"Complexity And Creativity In Organizations" by Ralph D. Stacey (Berrett-Koehler 1996), completed this morning, is the closest I've found in managerial/systems studies to accurately describe King Crimson's "way of doing things" on a functional level. The language is academic but, for anyone willing, this is one way of describing the MO of this strange beast Crim. Chapter Ten is also one way of figuring out if Fripp is "the bandleader" or not. David Wilkins might be interested. Or not.
"C&CIO" is an application of the science of complexity & psychodynamic research to management & organisation studies. This continues the subject matter of my reading while here in Nashville, but relates it to an area of my own experience - 30 years of King Crimson. Consequently, it's not so much surprise as reinforcement. The surprise is that management studies have taken so long to get to this. Here are a few quotes from Prof. Stacey:"The system produces patterns in behaviour; it consists of a network of agents driven by iterative nonlinear feedback to produce unknowable outcomes that have pattern. Complex adaptive systems have an inherent order that is simply waiting to be unfolded through the experience of the system, but no one can know what that order will be until, in fact, it does unfold in real time. In certain conditions, left to self-organise in what looks like a mess with no apparent order, agents interacting in a system can produce, not anarchy, but creative new outcomes that none of them ever dreamed of" (p.13).

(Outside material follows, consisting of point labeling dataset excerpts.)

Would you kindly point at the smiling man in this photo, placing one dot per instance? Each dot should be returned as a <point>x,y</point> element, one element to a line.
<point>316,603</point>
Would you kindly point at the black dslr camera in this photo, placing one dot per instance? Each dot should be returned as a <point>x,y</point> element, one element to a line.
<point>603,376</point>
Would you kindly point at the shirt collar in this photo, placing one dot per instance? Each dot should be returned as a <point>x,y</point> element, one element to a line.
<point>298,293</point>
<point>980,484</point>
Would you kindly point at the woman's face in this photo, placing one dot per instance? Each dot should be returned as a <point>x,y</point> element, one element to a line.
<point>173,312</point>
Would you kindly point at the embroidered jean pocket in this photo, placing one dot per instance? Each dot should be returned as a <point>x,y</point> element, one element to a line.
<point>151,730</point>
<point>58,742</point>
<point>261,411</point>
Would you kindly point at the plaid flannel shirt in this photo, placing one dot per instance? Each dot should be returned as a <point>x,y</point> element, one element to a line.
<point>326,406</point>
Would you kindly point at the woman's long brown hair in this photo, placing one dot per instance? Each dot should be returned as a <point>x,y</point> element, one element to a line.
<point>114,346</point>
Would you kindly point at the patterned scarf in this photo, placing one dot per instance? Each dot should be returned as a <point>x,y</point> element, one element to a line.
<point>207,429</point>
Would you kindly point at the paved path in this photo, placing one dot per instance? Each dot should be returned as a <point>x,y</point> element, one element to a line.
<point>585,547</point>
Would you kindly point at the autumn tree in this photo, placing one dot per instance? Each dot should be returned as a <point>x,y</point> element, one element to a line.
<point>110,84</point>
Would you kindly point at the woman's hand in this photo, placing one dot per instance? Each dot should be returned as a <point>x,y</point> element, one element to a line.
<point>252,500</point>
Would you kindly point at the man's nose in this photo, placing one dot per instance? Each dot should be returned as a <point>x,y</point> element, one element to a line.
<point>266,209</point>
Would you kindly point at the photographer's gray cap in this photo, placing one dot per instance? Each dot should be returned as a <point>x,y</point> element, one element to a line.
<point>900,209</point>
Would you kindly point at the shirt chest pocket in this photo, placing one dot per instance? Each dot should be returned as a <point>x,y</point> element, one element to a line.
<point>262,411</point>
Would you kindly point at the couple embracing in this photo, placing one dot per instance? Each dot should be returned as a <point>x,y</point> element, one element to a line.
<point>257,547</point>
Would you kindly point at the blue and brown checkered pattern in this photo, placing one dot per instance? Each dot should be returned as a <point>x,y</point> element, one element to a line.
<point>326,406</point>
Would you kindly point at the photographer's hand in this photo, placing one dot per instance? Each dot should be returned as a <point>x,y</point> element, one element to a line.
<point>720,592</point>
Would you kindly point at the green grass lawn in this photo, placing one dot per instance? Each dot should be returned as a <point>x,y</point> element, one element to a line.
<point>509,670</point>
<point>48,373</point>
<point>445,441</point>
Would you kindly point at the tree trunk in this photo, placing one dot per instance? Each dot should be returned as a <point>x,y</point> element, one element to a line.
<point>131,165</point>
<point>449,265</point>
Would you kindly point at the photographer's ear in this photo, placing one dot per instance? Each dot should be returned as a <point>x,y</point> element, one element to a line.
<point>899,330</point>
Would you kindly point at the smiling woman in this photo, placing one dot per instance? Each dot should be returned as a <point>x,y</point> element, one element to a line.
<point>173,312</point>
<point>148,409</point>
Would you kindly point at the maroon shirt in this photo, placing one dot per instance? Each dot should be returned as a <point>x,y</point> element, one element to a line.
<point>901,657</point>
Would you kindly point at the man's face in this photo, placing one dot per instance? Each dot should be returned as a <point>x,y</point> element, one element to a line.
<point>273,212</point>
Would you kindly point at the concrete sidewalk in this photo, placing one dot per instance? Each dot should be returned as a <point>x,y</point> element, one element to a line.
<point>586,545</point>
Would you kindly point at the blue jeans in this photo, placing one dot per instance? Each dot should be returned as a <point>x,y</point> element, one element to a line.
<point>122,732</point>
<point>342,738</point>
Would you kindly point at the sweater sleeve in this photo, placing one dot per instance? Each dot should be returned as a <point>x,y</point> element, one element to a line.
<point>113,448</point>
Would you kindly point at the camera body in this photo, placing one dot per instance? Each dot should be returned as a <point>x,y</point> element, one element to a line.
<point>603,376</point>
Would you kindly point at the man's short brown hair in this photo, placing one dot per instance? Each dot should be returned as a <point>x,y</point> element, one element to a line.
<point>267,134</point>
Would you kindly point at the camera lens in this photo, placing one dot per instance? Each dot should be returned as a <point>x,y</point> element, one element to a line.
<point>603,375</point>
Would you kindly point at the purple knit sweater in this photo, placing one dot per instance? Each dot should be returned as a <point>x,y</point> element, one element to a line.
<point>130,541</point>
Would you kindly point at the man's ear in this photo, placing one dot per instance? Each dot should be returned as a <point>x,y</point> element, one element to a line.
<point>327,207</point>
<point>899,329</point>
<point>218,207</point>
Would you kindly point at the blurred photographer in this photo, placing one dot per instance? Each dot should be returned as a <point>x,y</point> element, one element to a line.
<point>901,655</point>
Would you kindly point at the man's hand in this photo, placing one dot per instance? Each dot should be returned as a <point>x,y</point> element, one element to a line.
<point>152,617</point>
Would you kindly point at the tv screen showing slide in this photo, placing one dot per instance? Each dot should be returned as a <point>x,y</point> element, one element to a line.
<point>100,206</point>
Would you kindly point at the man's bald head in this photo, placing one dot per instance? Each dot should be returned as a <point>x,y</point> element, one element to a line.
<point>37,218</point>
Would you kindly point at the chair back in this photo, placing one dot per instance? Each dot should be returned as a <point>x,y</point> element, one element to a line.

Anyone agree with the view that King Crimson looks like a mess with no apparent order but produces creative new outcomes that no-one ever dreamed of? One (for Orn) which follows the above:"The price for (this) freedom is an inability to know the final destination or to be in control of the journey".
"The process of extraordinary management ? is a creatively destructive one that may ultimately lead to replacement of at least some parts of the current dominant schema" (p.195).
"Potential and effective complexity together amount to a form of bounded instability" (p.285/6).
The emphasis I'd place here is on the word "bounded" and the word I'd use is "contained".
Prof. Stacey places a lot of attention on the shadow side of organisation, his usage not, I think, in the Jungian sense but closer in meaning to "unofficial". He refers to a strategy I deliberately employed within Polydor while in New York during the "Exposure" period (1978-79): deal with the shadow side of the organisation to bypass the formal part of Polydor.
Hooter is continuing to croak, and hoot, next door.
Toyah and the company of Peter Pan are teching at this moment in Canterbury. The show opens on Thursday and they are currently a day behind, she says. As Peter, Toyah flies about the stage. I hope the operators don't fly her into walls, as they did in Wimbledon in 1993. She'd come home with bruises from her latest encounter with the window frame. Well, that's quite close to the window. Actually, you don't get much closer than that. When we spoke this (my just up) morning Toyah was so excited that I'd be back this Saturday. "Oh luvvy I don't leave until December 17th.". Wrong Saturday. Ouch.
Paul Richards has called. It's looking likely that The CGT & RF will play in Japan during March 2000. Maybe Soundscapes are returning to an uncaring world!
We didn't manage to satisfactorily nail the form of "Power Rock Song" although we developed a new bridge which stomps, but the song's character is eluding us.
So, then off to Loco Lupe's to celebrate the birthday of Mrs. Elvis Goodbread with her and Graham Elvis. The power of the Monster Margarita fluctuates from visit to visit. Tonight's had less kick than on some occasions, which was fine with me. Then back to Basement Belew and personal practising of "Larks' V".